IRS to Expand Requests for Tax Accrual Workpapers

As part of its crackdown on abusive tax shelters, the Internal Revenue Service (IRS) has announced it will be making more requests for tax accrual workpapers. These requests may also extend to other financial audit workpapers that relate to the reserve for deferred tax liabilities and footnotes about contingent tax liabilities. Under powers given the Service in 1984, the IRS can request and, if necessary, summon these workpapers, but until now it has used the power only in what it calls "unusual circumstances."

A change in policy announced on June 17, 2002 warns taxpayers that the circumstances will now be considered sufficiently unusual if the taxpayer uses a tax shelter the IRS considers abusive. Under the new policy, the IRS will invoke its power to summon the workpapers as follows:


  • For returns filed prior to July 1, 2002, the IRS will regularly request the tax accrual workpapers, if the taxpayer did not make the required disclosure of the abusive transactions.


  • For returns filed on or after July 1, 2002, the IRS will use several factors, including whether or not the abusive transaction was disclosed, to make decisions as to: (1) whether the request will be routine or discretionary, and (2) whether it will be limited to the abusive transaction, rather than all the workpapers. The factors include whether the transaction is a listed transaction, whether there are multiple investments in listed transactions, and whether there are reported financial accounting irregularities, such as those requiring restatement of earnings.

IRS Chief Counsel B. John Williams explained, "This new policy encourages taxpayers to avoid overly aggressive transactions.
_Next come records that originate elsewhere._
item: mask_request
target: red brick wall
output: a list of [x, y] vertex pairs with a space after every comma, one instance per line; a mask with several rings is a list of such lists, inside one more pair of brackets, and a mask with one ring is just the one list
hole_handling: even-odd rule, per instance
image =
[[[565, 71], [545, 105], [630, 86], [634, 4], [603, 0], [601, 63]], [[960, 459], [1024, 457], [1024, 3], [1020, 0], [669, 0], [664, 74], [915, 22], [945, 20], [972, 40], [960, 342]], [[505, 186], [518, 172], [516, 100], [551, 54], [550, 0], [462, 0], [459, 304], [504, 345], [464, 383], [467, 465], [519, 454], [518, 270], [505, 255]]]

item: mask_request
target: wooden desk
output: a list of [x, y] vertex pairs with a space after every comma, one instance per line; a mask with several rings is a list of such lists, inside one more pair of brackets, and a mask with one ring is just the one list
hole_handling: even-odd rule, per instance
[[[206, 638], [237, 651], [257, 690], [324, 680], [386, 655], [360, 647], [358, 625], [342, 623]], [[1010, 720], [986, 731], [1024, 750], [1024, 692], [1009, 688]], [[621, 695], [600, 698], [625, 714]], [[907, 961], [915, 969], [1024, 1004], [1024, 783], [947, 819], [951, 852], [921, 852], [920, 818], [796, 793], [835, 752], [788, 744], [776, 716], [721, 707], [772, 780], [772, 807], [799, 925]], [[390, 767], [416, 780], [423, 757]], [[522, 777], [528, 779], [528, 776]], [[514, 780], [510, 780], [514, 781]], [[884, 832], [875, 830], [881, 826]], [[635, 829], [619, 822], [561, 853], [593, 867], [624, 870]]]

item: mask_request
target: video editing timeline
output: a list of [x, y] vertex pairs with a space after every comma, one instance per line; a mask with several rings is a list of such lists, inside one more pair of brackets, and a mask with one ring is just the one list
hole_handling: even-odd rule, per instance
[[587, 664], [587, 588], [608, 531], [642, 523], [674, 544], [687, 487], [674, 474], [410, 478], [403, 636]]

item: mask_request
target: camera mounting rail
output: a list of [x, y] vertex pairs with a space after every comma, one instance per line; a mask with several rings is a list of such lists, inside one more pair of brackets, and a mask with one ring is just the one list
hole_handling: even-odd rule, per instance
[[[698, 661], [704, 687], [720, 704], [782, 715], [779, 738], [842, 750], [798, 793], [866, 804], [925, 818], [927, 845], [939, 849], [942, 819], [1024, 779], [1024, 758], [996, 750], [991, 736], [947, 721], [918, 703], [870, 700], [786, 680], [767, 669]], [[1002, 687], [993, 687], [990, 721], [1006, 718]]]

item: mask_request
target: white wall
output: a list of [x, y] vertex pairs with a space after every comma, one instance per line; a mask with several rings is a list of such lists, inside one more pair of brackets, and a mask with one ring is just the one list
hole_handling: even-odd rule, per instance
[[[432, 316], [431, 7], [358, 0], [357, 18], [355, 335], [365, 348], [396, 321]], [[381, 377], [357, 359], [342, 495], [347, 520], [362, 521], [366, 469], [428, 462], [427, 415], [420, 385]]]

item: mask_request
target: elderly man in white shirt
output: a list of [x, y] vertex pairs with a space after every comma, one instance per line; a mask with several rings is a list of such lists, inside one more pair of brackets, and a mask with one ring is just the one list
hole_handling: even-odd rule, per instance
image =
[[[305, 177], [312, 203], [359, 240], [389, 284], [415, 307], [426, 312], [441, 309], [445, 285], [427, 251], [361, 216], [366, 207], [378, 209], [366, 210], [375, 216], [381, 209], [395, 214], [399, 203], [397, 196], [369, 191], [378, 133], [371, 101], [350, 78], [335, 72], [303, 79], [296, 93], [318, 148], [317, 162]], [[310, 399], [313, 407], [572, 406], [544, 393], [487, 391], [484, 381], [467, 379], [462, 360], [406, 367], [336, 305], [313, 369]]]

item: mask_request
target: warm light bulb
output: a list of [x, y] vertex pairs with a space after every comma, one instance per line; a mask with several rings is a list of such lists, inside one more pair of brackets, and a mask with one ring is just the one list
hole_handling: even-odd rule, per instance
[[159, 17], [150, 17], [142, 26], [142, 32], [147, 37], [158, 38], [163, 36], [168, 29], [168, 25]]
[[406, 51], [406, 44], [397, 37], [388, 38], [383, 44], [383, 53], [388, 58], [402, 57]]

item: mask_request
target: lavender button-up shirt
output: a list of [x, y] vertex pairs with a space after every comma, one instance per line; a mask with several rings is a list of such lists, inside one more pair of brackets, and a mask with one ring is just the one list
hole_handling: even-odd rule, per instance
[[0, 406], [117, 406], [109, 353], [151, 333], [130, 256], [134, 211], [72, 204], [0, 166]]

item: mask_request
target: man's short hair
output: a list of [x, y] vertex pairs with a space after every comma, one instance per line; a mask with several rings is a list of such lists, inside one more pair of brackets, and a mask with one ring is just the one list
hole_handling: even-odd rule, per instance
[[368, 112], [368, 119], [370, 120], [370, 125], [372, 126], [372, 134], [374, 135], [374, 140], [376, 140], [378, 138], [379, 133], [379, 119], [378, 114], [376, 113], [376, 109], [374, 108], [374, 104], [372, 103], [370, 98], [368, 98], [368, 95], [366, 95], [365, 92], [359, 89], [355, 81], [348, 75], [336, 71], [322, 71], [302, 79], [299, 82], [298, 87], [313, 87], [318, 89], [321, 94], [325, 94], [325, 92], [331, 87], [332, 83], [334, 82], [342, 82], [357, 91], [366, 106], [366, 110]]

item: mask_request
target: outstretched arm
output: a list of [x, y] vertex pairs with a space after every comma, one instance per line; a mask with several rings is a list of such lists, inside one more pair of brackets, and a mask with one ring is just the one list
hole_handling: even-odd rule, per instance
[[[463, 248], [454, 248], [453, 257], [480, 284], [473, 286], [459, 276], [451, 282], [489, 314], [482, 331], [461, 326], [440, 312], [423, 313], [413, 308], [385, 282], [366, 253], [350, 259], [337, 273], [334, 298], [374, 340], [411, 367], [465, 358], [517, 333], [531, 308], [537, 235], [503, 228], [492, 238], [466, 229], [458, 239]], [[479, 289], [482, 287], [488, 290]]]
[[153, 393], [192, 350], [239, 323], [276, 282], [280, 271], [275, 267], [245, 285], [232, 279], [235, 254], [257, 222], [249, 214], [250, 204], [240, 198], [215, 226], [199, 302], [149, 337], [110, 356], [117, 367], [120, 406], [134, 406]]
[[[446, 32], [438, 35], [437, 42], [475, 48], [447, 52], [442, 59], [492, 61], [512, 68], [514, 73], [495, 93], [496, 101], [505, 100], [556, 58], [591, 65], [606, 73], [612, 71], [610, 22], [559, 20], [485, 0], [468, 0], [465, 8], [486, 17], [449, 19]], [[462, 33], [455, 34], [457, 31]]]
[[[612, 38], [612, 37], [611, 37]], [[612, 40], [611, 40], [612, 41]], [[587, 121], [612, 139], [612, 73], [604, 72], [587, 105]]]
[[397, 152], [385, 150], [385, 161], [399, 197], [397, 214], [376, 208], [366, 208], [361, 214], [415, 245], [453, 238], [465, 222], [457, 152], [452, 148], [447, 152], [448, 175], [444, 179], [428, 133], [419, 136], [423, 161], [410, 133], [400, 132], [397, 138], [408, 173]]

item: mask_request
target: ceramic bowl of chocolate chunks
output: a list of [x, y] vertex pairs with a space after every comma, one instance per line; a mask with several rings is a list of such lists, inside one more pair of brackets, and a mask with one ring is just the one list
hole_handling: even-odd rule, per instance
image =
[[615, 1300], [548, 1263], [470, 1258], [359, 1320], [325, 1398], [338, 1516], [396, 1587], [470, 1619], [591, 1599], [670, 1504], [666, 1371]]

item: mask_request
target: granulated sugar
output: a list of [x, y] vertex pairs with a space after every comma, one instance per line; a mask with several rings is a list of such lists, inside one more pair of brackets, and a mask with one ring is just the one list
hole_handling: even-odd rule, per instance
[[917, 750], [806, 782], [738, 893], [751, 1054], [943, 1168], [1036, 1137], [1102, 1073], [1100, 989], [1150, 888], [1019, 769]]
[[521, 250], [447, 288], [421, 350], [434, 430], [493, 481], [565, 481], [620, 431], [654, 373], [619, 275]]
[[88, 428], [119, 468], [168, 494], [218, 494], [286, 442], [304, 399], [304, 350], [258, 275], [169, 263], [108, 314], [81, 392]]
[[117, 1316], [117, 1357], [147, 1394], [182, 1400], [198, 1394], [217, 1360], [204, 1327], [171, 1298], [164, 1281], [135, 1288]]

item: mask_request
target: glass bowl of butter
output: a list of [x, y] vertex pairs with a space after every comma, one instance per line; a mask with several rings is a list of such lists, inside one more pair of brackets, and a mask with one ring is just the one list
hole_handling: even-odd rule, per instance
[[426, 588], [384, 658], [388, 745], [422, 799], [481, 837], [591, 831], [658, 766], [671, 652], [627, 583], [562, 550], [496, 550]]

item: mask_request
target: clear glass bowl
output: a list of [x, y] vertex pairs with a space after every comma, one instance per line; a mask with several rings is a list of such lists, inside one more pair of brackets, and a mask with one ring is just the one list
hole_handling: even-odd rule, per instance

It brings a new vitality to our self-assessment system and changes the risk calculus to make investing in overly aggressive transactions a very costly proposition."

Observers have suggested that the change in policy increases the risk to the company because the workpapers, which are generally prepared jointly by the company and its accountants, can provide the IRS with a convenient guide to the company's more aggressive tax positions.

Additional details will be available in Internal Revenue Bulletin 2002-27 dated July 8, 2002.